Quite the Change from 2009: Young Adults Carrying a Republican to Victory

Scott Brown is winning in Massachusetts. Put differently – a Republican is winning in Massachusetts. The enormity and importance of this fact is hard to put into words. As a recent Economist article explained ,

Massachusetts is the Democratic Alabama . . . It is also home to America’s most enduring Democratic dynasty: the Kennedys. Its combination of unions, intellectuals and blacks makes it one of the safest Democratic states in the country. The state as a whole does not have a single Republican member in the House or Senate.

On the day before the election an InsiderAdvantage poll showed Republican Scott Brown holding a 9 point advantage over Martha Coakley. Quite the change since September when initial polling showed Coakley holding a commanding and seemingly insurmountable 30% lead over the then-unknown Brown.

One of the main drivers behind the Scott Brown comeback has been a surge in support amongst young adults. Brown currently has a 61%-to-30% lead among voters 18-29, who have been a key Democratic constituency in Massachusetts. As a point of comparison in the state, Barack Obama won the youth demographic by 78%-to-20% margin. That means in just over a year there has been an 89% swing in favor of the Republican candidate.

Part of the reason for the change has been Scott Brown’s ability to embrace new media sources that appeal to young voters. For instance, the Boston Herald notes that

  • Brown has 20,183 fans on his Facebook fan page while Coakley has 6,702
  • The Facebook group “Women for Brown” has 1,128 members while the comparable “Women for Coakley” has a mere 45
  • On Twitter, Brown has 4,156 followers while Coakley only has 2,032
  • Brown’s YouTube channel has 11,204 vies while Coakley has 2,374

But while social media is an important indicator and driver of youth support, it is not the sole explanation for the dramatic shift in the youth vote. The ultimate reason for the shift is more fundamental – young adults do not approve of Democrats’ current handling of the issues. We wanted a focus on increasing jobs; we got an unworkable health care bill. We wanted fiscal responsibility; we got an explosion in the national debt. We wanted a fundamental change in the hyper-partisan and out of touch politics of Washington; we got more of the same.

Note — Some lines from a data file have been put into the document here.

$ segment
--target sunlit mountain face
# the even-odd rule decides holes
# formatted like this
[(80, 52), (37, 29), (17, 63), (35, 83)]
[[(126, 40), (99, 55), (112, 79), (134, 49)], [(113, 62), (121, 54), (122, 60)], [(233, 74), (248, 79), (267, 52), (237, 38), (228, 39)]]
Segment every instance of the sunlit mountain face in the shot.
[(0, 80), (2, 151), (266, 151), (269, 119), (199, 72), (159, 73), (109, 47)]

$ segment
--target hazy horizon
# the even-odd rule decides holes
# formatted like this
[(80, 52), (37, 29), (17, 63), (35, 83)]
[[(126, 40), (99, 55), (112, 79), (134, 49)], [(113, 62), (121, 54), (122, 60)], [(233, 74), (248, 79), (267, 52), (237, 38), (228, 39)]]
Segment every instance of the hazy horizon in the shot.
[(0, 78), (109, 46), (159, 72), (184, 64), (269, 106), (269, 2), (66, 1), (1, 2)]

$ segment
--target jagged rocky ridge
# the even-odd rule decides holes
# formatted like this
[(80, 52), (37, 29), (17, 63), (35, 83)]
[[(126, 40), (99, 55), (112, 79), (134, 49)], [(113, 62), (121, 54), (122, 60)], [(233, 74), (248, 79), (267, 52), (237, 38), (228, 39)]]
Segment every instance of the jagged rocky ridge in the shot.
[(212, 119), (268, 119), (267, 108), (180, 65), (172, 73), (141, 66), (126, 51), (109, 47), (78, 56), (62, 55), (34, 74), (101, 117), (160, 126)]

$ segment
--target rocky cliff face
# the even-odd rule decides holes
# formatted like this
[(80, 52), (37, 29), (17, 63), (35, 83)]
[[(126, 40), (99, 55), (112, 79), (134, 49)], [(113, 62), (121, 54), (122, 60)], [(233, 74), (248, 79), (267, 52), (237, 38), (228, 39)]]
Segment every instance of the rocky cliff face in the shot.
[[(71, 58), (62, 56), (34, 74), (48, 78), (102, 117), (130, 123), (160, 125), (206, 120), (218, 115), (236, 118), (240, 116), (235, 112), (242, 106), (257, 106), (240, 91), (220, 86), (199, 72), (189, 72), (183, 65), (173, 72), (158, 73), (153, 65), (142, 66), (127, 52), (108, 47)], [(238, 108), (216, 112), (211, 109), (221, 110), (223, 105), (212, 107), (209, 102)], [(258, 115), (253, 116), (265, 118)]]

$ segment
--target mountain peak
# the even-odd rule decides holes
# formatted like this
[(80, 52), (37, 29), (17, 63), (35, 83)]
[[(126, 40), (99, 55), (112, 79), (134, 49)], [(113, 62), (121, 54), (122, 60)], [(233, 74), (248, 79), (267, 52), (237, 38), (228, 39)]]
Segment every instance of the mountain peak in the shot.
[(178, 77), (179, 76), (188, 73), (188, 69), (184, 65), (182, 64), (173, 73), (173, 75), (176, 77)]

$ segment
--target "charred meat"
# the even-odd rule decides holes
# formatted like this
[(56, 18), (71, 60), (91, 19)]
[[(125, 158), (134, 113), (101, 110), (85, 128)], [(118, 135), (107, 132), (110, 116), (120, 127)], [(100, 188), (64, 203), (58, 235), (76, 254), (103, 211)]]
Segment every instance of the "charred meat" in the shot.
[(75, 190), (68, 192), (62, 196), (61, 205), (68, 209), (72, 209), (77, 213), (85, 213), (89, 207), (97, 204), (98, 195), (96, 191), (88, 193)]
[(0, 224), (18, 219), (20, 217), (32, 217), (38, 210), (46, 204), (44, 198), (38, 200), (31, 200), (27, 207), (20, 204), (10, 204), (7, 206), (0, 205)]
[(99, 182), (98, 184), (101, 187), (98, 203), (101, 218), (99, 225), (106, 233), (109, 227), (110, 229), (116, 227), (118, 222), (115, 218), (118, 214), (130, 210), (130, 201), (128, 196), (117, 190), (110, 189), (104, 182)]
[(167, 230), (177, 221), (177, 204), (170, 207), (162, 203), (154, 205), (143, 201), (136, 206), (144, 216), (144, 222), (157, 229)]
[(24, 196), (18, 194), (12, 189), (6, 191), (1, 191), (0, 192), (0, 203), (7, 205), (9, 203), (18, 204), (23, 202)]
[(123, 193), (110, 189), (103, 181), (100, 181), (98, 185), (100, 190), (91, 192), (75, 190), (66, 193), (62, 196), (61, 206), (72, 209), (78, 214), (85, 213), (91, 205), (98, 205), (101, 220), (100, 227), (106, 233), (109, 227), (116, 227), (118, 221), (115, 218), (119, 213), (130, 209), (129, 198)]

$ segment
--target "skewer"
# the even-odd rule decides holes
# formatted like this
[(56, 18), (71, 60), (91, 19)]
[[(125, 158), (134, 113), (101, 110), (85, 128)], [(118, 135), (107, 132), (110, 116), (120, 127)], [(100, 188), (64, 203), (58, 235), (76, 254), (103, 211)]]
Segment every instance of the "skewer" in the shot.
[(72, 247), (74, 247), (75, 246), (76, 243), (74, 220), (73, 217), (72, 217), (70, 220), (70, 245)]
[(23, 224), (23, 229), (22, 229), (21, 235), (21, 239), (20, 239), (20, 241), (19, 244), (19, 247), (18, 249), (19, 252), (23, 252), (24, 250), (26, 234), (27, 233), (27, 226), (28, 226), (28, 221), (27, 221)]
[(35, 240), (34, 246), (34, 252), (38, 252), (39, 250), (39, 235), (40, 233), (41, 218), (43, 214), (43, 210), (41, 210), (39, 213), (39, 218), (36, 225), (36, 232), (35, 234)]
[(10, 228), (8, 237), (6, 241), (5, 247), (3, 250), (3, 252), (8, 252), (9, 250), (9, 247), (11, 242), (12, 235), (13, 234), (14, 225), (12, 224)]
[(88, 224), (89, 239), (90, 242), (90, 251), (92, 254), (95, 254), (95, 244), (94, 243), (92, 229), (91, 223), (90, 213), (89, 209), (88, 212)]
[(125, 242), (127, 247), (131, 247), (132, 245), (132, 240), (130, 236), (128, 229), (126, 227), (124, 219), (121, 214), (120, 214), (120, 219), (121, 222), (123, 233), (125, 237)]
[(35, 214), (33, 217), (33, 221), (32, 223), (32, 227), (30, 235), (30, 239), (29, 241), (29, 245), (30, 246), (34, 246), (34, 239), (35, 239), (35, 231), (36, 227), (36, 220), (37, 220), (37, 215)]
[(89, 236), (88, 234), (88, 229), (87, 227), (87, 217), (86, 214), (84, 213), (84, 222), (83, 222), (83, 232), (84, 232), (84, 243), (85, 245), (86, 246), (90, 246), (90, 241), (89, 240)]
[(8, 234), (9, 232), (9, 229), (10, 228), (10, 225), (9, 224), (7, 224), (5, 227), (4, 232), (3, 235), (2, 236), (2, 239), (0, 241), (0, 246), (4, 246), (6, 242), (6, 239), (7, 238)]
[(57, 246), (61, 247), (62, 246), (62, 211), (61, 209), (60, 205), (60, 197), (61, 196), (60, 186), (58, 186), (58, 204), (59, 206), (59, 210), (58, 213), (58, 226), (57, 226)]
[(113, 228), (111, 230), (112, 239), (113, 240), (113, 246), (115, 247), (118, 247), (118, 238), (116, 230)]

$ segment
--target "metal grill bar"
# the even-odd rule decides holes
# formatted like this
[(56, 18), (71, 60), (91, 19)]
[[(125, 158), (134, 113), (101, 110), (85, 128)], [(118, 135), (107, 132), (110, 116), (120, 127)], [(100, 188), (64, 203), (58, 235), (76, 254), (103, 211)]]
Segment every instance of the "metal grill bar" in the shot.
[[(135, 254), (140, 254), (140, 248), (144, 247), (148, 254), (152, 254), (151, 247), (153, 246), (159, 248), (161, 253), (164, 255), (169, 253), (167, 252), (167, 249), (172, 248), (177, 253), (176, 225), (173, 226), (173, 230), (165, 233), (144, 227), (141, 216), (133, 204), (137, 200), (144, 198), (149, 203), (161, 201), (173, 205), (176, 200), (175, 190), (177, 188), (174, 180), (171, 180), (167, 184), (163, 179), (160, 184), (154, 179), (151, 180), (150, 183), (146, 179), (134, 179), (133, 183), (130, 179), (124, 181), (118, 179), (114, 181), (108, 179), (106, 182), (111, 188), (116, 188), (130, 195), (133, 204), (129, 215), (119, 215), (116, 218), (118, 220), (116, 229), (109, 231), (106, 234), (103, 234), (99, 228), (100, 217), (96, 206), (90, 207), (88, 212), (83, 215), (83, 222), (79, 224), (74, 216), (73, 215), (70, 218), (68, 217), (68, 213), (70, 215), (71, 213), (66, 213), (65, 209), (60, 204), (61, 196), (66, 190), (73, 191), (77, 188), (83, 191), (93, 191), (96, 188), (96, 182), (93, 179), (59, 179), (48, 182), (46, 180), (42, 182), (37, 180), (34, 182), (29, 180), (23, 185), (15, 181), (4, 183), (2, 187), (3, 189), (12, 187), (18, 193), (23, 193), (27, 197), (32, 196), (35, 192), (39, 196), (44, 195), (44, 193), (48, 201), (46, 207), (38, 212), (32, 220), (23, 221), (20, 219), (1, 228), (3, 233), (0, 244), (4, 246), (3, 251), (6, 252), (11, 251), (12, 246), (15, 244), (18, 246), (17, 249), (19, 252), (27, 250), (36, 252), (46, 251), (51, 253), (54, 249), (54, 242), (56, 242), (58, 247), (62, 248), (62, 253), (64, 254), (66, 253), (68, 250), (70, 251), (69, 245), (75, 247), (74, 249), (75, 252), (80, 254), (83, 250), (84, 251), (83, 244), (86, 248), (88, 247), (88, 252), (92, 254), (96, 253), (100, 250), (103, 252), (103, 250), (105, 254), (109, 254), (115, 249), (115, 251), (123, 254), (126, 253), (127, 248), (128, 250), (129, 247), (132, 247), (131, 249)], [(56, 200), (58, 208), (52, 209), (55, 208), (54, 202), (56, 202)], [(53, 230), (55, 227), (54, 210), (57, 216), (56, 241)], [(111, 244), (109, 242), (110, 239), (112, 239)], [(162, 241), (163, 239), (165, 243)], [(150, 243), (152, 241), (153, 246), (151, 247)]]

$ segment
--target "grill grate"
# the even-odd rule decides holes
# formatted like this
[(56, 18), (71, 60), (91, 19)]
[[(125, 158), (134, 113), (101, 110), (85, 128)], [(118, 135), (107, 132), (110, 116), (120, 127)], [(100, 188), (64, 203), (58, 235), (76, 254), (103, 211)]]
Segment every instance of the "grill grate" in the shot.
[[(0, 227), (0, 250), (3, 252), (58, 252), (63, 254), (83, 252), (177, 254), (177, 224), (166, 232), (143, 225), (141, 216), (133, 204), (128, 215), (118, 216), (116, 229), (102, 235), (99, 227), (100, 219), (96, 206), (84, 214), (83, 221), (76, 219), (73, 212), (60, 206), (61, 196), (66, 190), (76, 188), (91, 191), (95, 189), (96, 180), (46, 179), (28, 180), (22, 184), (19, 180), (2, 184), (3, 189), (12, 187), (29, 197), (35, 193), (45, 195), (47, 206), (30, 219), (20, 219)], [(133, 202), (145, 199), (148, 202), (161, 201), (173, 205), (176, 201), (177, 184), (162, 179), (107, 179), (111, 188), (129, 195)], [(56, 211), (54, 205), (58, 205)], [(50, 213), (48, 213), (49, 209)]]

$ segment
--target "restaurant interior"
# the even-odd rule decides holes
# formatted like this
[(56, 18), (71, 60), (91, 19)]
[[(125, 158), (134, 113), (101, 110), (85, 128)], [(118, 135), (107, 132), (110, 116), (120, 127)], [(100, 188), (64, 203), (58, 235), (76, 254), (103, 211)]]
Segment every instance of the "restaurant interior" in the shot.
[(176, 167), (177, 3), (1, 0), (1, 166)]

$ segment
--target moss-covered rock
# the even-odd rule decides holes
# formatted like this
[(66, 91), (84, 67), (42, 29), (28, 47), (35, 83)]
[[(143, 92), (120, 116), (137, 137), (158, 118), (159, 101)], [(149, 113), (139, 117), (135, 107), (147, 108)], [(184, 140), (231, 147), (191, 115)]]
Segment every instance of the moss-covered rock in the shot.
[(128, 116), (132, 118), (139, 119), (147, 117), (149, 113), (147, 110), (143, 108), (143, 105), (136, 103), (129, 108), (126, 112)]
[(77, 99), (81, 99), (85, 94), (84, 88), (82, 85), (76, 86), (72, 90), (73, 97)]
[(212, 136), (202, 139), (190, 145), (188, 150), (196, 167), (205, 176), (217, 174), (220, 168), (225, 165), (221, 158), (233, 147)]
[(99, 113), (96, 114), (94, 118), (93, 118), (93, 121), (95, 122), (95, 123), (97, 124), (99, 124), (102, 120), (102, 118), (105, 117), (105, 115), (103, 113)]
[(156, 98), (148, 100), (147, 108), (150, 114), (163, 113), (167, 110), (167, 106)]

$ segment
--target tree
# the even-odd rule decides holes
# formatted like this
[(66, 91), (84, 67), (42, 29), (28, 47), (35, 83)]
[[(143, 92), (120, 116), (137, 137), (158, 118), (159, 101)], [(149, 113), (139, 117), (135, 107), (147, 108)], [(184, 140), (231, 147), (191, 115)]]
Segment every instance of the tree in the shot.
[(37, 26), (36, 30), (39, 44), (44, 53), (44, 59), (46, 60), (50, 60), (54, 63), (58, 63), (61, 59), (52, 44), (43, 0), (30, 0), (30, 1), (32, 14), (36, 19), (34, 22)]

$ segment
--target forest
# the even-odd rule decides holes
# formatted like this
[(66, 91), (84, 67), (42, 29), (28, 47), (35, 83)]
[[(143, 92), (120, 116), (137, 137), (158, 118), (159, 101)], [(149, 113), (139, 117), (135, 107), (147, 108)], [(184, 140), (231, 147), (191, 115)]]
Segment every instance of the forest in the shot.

Republicans, such as Scott Brown, are riding a wave of discontent amongst young adults, manifested because of a failure to deliver on the lofty promises of Barack Obama. Republicans are in the perfect position to fill the void. But to ensure that this election represents more than a simple repudiation of the Democratic agenda, Republicans must begin to court tomorrow’s votes. Young adults represent the foundation of the party. Winning the 18-29 demographic not only increases Republican odds of succeeding this coming November, but also ensures a vibrant and active electorate for years to come. Young adults are the future and if the poll numbers in Massachusetts are any indication – the future is bright.